I figured that if I made the domain admin the site collection administrator in SharePoint Central Admin for my web app (like the AD service account was), I could impersonate it as well on the app pool, and ultimately make this a super-account that could do frickin’ anything! Well, fortunately, it didn’t work, so I can’t get in trouble for these shenanigans. I even tried making it the primary site collection admin, putting my AD account down to the secondary site collection admin.

But it still didn’t work. As a last-ditched effort, I made the domain admin a local admin on the web server, since that was the only place the AD service account seemed to have something the admin didn’t. Nothing. Access Denied. So it seems as though the HybridProvider will only work (that is, authenticate on its own and pass things off to SharePoint for proper authorization) if the SharePoint primary site collection administrator == the app pool’s identity != the domain admin != Chris Domino. I’m sorry but I don’t have a better answer…

So I logged off the server before I got myself into any trouble. The last problem to go after relates back to my test web app: why did the AD membership provider take so long to authenticate as Network Service? I asked Google, and it directed me to the MSDN site for the AD provider. Here’s a snippet:

The ActiveDirectoryMembershipProvider class will attempt to connect to Active Directory using SSL. If SSL fails, a second attempt to connect to Active Directory using sign-and-seal will be made. If both attempts fail, the ActiveDirectoryMembershipProvider instance will throw a ProviderException exception.

This is from MSDN.

So what the beef is sign-and-seal? Going back to Google, it was slim pickin’s, but another MSDN page gave me this little definition:

"The connection to the Active Directory server is secured by digitally signing and encrypting each packet sent to the server."

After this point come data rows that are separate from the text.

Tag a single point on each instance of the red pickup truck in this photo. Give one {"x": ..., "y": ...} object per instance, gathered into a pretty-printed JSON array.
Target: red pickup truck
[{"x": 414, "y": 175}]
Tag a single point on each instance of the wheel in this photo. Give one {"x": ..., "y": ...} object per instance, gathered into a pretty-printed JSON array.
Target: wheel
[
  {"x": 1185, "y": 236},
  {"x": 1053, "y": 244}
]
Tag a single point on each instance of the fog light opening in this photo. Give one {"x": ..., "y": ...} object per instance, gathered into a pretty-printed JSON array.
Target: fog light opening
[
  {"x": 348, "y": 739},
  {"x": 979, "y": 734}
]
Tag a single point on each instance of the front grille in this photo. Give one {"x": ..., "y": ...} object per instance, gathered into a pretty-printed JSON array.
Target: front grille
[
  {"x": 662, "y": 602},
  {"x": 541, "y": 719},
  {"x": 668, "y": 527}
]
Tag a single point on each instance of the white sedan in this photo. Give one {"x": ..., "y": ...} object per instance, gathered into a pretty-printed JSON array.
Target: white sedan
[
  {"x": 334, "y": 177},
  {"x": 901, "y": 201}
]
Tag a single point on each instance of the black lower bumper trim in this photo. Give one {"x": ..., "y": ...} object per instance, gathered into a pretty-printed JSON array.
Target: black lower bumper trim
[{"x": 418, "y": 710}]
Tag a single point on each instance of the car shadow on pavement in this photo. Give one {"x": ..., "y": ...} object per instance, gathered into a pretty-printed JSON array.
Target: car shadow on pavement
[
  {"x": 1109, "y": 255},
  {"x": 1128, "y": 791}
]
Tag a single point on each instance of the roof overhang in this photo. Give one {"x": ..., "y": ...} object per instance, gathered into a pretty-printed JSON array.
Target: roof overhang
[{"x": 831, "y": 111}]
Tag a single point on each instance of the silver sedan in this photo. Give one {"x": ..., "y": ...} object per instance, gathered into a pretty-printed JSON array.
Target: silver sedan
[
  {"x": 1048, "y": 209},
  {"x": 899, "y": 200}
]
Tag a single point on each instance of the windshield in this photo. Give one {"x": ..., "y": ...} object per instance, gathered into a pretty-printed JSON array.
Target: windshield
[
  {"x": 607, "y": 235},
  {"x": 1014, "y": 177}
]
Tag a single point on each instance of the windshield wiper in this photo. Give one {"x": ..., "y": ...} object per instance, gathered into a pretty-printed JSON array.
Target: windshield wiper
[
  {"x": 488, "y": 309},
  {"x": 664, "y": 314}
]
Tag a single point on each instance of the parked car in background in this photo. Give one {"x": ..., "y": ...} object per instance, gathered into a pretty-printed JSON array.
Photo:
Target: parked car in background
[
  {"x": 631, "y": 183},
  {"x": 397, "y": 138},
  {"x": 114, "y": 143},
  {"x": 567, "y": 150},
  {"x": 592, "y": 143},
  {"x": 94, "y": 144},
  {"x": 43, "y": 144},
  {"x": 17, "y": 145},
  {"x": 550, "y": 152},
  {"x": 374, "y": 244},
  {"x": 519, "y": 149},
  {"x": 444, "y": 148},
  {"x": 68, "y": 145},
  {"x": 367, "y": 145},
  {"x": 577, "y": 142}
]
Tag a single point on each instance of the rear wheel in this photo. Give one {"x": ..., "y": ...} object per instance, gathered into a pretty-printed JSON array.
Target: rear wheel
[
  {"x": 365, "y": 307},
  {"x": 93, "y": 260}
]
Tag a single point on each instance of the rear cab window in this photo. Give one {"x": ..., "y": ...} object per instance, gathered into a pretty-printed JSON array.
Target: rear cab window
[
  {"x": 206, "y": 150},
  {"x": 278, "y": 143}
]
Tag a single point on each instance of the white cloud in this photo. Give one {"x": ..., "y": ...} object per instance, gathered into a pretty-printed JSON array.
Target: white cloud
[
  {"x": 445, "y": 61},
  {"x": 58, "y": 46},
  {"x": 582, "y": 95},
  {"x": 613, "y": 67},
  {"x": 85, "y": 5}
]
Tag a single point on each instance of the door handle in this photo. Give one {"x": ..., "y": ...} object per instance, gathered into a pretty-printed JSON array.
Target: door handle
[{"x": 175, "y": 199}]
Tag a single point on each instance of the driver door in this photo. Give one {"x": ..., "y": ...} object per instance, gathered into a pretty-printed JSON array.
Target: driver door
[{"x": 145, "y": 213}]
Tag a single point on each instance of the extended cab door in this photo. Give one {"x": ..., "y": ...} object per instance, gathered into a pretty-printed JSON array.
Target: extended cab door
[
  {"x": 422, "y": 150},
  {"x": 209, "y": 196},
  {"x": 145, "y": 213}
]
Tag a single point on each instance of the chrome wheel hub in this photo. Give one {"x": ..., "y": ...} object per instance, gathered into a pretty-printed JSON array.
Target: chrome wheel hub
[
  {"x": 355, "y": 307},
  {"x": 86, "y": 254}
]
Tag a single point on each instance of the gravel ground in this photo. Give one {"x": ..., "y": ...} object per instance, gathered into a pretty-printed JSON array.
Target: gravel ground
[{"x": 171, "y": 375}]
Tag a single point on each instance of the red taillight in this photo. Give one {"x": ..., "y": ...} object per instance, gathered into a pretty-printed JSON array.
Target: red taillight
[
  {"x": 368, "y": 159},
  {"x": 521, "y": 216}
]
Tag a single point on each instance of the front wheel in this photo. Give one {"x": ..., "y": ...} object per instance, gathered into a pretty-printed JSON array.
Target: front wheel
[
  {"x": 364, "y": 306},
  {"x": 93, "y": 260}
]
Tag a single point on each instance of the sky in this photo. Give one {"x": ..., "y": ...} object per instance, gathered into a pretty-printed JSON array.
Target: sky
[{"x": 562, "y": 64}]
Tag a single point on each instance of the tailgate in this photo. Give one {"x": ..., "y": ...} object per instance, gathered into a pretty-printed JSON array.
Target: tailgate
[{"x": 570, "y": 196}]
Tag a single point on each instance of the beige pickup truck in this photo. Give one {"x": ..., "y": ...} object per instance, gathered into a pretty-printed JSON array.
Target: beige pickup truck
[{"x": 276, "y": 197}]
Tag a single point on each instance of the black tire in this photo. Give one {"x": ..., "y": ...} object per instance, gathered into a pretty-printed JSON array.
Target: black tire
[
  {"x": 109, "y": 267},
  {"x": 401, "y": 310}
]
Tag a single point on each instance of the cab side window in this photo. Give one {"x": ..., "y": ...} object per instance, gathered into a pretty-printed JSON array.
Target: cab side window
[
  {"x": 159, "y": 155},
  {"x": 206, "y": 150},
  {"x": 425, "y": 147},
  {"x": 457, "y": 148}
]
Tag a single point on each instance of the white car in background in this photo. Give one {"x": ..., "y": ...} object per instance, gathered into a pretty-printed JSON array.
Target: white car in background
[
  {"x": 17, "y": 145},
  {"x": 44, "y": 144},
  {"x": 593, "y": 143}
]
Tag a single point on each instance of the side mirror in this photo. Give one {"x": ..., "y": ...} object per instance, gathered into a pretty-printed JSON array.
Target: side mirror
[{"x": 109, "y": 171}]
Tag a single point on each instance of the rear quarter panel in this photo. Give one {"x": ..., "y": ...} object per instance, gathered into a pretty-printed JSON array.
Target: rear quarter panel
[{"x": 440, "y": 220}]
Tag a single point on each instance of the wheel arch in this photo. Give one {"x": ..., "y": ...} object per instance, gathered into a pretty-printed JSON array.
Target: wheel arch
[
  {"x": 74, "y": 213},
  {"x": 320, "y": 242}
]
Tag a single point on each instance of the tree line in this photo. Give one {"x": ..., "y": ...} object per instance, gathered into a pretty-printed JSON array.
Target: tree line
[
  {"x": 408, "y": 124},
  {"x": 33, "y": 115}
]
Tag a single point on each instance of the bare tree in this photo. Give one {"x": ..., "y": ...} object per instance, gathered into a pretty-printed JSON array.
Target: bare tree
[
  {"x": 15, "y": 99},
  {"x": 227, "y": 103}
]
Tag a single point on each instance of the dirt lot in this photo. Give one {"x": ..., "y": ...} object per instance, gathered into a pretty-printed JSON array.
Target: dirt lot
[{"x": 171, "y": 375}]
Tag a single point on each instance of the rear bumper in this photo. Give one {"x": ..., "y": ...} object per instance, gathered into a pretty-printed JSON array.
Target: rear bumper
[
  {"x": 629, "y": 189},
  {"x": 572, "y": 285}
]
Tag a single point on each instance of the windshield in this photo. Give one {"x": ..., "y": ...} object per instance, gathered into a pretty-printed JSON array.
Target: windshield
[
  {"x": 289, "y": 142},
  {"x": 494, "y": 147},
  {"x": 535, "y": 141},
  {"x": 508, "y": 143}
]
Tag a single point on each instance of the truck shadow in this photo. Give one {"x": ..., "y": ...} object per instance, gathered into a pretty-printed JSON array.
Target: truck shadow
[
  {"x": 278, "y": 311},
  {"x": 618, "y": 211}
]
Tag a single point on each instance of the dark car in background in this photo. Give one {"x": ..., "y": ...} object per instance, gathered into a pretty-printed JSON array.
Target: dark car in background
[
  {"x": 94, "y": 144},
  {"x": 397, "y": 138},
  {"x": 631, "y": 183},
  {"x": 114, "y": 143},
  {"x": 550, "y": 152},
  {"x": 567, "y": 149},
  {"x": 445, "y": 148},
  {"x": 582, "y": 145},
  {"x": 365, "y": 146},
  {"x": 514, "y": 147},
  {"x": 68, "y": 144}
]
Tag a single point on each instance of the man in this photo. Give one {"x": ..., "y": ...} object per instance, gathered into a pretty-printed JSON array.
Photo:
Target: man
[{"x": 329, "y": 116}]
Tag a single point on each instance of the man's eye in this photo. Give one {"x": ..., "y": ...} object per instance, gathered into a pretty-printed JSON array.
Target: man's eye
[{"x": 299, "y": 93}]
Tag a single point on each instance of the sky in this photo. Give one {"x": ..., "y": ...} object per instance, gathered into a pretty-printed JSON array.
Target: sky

Now, I can see how something like this has a lot of overhead, and can affect performance, but to take a full minute to authenticate a user? And then to STILL work? The only guess I can hazard is that Network Service, not being a domain account, combined with some SSL voodoo, was not able to authenticate against AD. Then the AD provider tried this sign-and-seal nonsense, and it worked. Did it take a minute to fail, and then sign-and-seal worked immediately? Or did SSL fail, then this packet-level encryption took its sweet time to get though?

Ugh. I don’t know. Yet again, we have another SharePoint experience leaving us with more questions than answers. I need a beer.